From the teaching ONE pt3
So far I’ve really been enjoying this series of teachings. It has really been speaking to my heart about the many ways we find oneness in walking with Yeshua. How to be one with Yeshua, YeHoVaH, our spouse, and our brethren, but Marcus pointed out something that deserves a bit of attention. He mentioned how it’s difficult for a person that doesn’t love themselves to become one with anybody. I see so many examples of this and I believe it’s more prevalent than we know. It’s not about how the world says we should love ourselves, but just understanding that shame and self loathing is a barrier to becoming one with the Father. Many times it’s a tool of the flesh to keep us focused on our own lack of self righteousness. We have to allow the Father to deal with us the way He knows best and receive whatever He recommends to switch us over to the right path.
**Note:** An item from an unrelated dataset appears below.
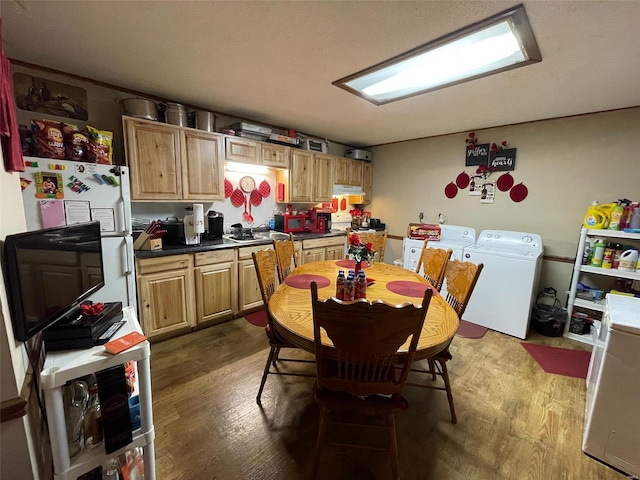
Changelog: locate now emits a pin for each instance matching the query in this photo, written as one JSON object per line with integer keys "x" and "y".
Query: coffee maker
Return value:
{"x": 215, "y": 225}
Self loathing and hatred is a tool of the enemy. If we are bogged down with our own shortcomings without the desire to even change them, then we can’t be used for anything. The only thing we are good for is to sit in a corner somewhere licking our wounds. Instead, we should make the commitment to submit to Him and when we stumble, get up and dust ourselves off and get back on the horse. It’s about progress and maturing in His love and His ways. We have to always keep in mind that He needs us. He needs us to be His hands and feet so the next time the urge comes to have a pity party, just think about where He’s brought you from and what He has waiting for you. How He desires to use you to bless someone, to help deliver someone, to show His love towards someone.
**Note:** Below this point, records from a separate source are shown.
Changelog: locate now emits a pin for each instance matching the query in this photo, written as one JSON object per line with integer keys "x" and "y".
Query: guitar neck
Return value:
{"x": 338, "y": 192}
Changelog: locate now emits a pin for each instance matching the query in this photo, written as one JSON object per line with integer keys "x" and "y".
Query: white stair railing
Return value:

Becoming one with the Father is hindered by these negative views we have of ourselves, so it’s essential that it’s dealt with properly. Trying to skip past your spouse or children won’t work either. Ever tried to just be in Father’s presence while neglecting your spouse? Well, if He’s dealt with you the same way He’s dealt with me, it didn’t work. I can remember being upset with my husband for some reason and trying to get in my space to observe Shabbat. All I did was bring His conviction upon my head until I reconciled with my husband. My heart was not in the right place and He called me out on it. A marriage covenant is a picture of the relationship we have with Messiah. We are called to join together as one flesh, Genesis 2:24. Exchanging the strongest bonds we’ve had with mother and father for the one with our spouse. Likewise, we are to exchange the strong bonds we’ve created with worldly things for the greatest bond with Messiah. This has nothing to do with leaving mama and daddy out in the cold once we are married or come into covenant with Father. It’s about giving everything it’s proper place and it is Father’s desire that we love, honor, and nurture our relationships; especially with parents and spouses.
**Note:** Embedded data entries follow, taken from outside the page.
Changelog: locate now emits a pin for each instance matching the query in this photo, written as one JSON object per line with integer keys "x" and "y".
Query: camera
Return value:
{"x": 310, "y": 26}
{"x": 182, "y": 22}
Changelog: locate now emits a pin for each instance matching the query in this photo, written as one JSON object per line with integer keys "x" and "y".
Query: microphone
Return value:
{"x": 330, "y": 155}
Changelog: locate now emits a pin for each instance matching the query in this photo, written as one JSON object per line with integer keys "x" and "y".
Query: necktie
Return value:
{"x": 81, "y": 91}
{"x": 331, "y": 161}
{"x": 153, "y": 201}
For us to honestly become one with our Heavenly Father or our spouse, we have to seriously be committed. It requires love and submission and is not something that one can fake. Like I mentioned earlier, this journey is about progress. Many of us came to YeHoVaH as adults and have deeply ingrained strongholds to be rooted out. But instead of counting all of the things we’ve yet to overcome, look at where He’s brought us! Keep putting one foot in front of the other seeking the leading of His Spirit every moment, and that’s not an exaggeration. The wonderful thing is that He’s given us His written Word to help us get on the right path and also His Spirit to lead us. When we commit to become one with Him, He will teach us just how to become one with our spouse and with our brethren. That’s what I love about YeHoVaH. If you ask for help with this walk, you can rest assured that He will answer you. We may not always be in a place of maturity to listen/obey, but He will answer.